Characteristics of the Three Continuous Glucose Monitoring (CGM) Systems as Used in the Study.
| Name | Manufacturer | Sensor life time | Calibration pattern | Measuring range | Data display | Sensor lot (expiry date) |
|---|---|---|---|---|---|---|
| Dexcom G5 Mobile CGM system (DG5) | Dexcom Inc, San Diego, CA, USA | 7 days | 2 h after sensor insertion; then every 12 ha | 40-400 mg/dL | Dexcom G5 Mobile receiverb | 5222281 (2017-12-07) |
| Guardian Connect System (GC) | Medtronic MiniMed Inc, Northridge, CA, USA | 6 days | 2 h after sensor insertion, 5 h after sensor insertion; then every 12 ha | 40-400 mg/dL | Smart device (iPod Touch) | D107P (2017-10-07), D177P (2017-10-14) |
| Roche CGM Systemc (RCGM) | Roche Diabetes Care GmbH, Mannheim Germany | 7 days | 2 h after sensor insertion, within 5 h after sensor insertion; then after every 12 hd | 40-400 mg/dL | Smartphone (HTC One M7) | 30000430 (2017-12-31) |
And if requested by system.
Smart device possible according to manual.
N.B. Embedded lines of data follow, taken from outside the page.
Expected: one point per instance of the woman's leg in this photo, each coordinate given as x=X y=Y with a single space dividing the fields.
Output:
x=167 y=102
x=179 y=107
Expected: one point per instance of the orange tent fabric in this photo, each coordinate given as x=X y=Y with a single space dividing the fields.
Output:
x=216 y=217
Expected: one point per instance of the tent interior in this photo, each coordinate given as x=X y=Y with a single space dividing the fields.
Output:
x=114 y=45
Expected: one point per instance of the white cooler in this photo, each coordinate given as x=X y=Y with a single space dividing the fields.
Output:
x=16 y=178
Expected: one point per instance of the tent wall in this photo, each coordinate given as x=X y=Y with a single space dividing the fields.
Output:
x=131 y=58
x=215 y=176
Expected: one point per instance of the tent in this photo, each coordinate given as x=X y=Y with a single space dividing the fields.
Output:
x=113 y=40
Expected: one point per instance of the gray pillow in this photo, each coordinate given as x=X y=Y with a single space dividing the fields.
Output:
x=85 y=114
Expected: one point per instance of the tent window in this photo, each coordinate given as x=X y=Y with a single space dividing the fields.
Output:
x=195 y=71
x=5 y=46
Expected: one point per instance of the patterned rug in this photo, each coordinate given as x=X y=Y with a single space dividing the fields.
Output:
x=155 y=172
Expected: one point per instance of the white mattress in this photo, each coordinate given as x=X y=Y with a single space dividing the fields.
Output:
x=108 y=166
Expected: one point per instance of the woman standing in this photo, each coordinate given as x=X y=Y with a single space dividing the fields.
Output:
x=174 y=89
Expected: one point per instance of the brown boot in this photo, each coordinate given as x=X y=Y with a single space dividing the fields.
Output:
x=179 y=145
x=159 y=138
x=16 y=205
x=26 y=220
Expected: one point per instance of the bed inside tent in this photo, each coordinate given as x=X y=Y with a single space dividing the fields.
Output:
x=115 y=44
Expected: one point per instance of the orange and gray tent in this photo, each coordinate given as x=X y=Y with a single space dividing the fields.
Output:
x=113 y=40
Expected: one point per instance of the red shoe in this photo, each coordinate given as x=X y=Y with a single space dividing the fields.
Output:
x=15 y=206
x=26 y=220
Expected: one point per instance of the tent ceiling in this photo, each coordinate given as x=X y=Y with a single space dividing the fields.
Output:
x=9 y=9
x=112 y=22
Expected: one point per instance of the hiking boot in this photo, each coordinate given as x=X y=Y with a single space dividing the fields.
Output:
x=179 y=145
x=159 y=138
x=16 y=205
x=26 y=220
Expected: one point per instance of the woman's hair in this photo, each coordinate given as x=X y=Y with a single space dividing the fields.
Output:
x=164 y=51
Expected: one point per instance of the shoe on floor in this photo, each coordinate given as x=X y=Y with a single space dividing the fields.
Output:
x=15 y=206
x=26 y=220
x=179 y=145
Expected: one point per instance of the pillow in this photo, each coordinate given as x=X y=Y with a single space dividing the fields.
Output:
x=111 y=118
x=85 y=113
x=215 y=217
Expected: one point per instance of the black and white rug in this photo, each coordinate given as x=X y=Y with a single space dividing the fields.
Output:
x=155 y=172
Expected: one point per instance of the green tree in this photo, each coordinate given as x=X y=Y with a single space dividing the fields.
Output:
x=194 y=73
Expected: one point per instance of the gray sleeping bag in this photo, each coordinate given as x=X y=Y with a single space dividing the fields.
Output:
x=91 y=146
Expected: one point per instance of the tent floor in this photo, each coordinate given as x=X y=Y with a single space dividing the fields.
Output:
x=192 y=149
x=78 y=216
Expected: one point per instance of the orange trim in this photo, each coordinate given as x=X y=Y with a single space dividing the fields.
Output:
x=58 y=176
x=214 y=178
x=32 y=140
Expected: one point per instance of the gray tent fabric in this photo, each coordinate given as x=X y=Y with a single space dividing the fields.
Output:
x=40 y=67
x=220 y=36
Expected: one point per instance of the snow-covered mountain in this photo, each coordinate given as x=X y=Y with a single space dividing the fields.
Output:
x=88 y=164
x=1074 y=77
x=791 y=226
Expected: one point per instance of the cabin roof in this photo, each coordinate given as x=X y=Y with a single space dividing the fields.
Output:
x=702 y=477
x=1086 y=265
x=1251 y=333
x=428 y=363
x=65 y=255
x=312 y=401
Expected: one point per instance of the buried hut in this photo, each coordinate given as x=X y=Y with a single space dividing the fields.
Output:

Not available on the market.
No later than every 14 h according to manual.
Comparison Measurements
The Accu-Chek® Guide SMBG system (Roche Diabetes Care GmbH, Mannheim, Germany) was used to calibrate the CGM systems and for capillary comparison measurements.
This system’s accuracy is well-defined and fulfills the ISO 15197:2013 criteria.7 Control measurements were performed with every test strip vial. During study procedures, accuracy was verified by comparison with capillary hexokinase-based laboratory measurements (Cobas 6000 c501, Roche Diabetes Care GmbH, Mannheim, Germany).
Additional venous comparison measurements using a hexokinase method calibrated with higher order reference material were performed during dynamic phases (see below). Venous blood samples were drawn, deproteinized, and then centrally measured at Roche, Mannheim, Germany.
Participants
Insulin treated people with type 1 or type 2 diabetes mellitus, diagnosed at least 12 months prior to the study and without further risk factors for cardiovascular disease were eligible for this study. All participants followed their current therapy during the study, except for dynamic phases where insulin doses were determined by a study physician. All treatment decisions were based on SMBG values.
Study Procedures
The study was performed in a mixed inpatient and outpatient setting for 7 days (distributed over 8 study days) per participant. On study day 1, a sensor of each CGM system was applied on the abdomen of the participants in randomized positions after disinfection of the application sites. The study period included 4 home use days representing the participants’ daily routine and 2 days with study site visits. Days with study site visits were randomized among the participants.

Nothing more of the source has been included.